Online Teenage Angst
Posted by pennybridged
Another one of those the-internet-is-bad-for-our-kids report has just been released. A review is at the Irish Times. Here are the stats –
- “22 per cent of teenagers were victims of some form of bullying online, while 4 per cent said they experienced it frequently”.
- “More than three quarters said they had not reported the behavior”.
- “70 per cent of Irish teenagers said they had been warned of the risks of being online”
- “More than half admitted that they do not always use privacy settings to restrict who can see their personal information”
- “45 per cent said they would post images and personal information on the internet, and only 11 per cent of teenagers said they never do”
- “55 per cent of Irish teens have access to the internet without any restrictions from their parents”.
Do you remember being a teen? It was a time of trying things out, experimenting, finding your identity and figuring out who you are. Todays teens have the internet to help them with all this. If you had the internet when you were a teen, what would you have done with it? Would your parents / guardians have been freaked by the media scare-mongering about the dangers and restricted your access? Would they have encouraged internet exploration in a safe and constructive manner? Are you one of those parents / guardians today?
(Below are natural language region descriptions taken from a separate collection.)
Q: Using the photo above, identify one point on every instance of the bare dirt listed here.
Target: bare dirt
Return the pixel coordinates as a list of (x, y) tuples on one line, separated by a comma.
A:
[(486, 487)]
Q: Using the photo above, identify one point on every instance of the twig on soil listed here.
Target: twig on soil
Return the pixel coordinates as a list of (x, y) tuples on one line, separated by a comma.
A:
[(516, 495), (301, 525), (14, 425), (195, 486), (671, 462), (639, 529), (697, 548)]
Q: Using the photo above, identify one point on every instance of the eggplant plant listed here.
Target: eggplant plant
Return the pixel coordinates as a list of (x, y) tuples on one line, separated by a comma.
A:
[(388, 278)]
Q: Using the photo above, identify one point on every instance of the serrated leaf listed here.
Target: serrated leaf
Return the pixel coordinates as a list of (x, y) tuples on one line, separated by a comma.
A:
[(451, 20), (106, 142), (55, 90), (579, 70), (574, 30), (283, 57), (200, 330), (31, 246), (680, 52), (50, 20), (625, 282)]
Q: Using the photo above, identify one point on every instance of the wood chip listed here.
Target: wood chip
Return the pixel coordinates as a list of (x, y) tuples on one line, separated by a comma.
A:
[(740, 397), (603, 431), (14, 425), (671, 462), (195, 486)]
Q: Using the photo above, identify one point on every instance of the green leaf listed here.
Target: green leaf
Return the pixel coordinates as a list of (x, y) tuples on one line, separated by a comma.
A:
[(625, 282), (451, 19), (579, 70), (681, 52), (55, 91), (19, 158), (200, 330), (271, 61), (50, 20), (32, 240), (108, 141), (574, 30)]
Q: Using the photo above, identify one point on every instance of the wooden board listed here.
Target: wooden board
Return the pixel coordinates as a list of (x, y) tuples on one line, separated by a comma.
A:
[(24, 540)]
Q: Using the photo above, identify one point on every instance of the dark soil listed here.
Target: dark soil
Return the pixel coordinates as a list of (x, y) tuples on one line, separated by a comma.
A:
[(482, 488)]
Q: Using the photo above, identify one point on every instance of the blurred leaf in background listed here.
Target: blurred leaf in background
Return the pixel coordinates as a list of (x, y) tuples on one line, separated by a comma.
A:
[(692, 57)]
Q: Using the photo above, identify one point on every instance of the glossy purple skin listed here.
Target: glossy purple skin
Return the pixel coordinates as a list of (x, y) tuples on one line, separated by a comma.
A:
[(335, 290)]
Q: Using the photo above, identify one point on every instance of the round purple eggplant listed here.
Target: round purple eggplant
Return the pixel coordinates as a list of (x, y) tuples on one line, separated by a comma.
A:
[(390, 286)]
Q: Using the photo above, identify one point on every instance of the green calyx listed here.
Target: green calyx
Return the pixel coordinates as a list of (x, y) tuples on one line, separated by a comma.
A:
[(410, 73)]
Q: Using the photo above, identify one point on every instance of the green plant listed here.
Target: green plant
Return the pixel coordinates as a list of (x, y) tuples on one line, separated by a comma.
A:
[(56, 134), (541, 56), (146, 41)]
Parenting is arguably one of the toughest jobs on the job list. The balance of allowing teens freedom of expression, space to grow and experiment but yet reining in more dubious behavior is not easy. How do you react to surveys like this one today – freak and ban internet access (the over-reaction), completely ignore it and continue to allow Tina Teen to continue whatever she gets up to on the internet (the under-reaction). The right balance is different for every parent / child pairing and is not easy to identify.
A feature of the survey is that teens are aware of the dangers online but yet contribute to it by revealing too much of themselves. Why? That’s the real question. Did the survey ask this question? If education isn’t getting the message across, what will work? What about the perpetrators of the bullying (I’m taking the teens here, the adult bullies and other abusers is a totally different field)? Who’s taking the teenage bullies to task? How are their parents likely to react to this survey?
One thing is for sure – there are no easy answers! Life is as tough for the bully as it is for the victim – that’s a truth that far precedes the age of the internet.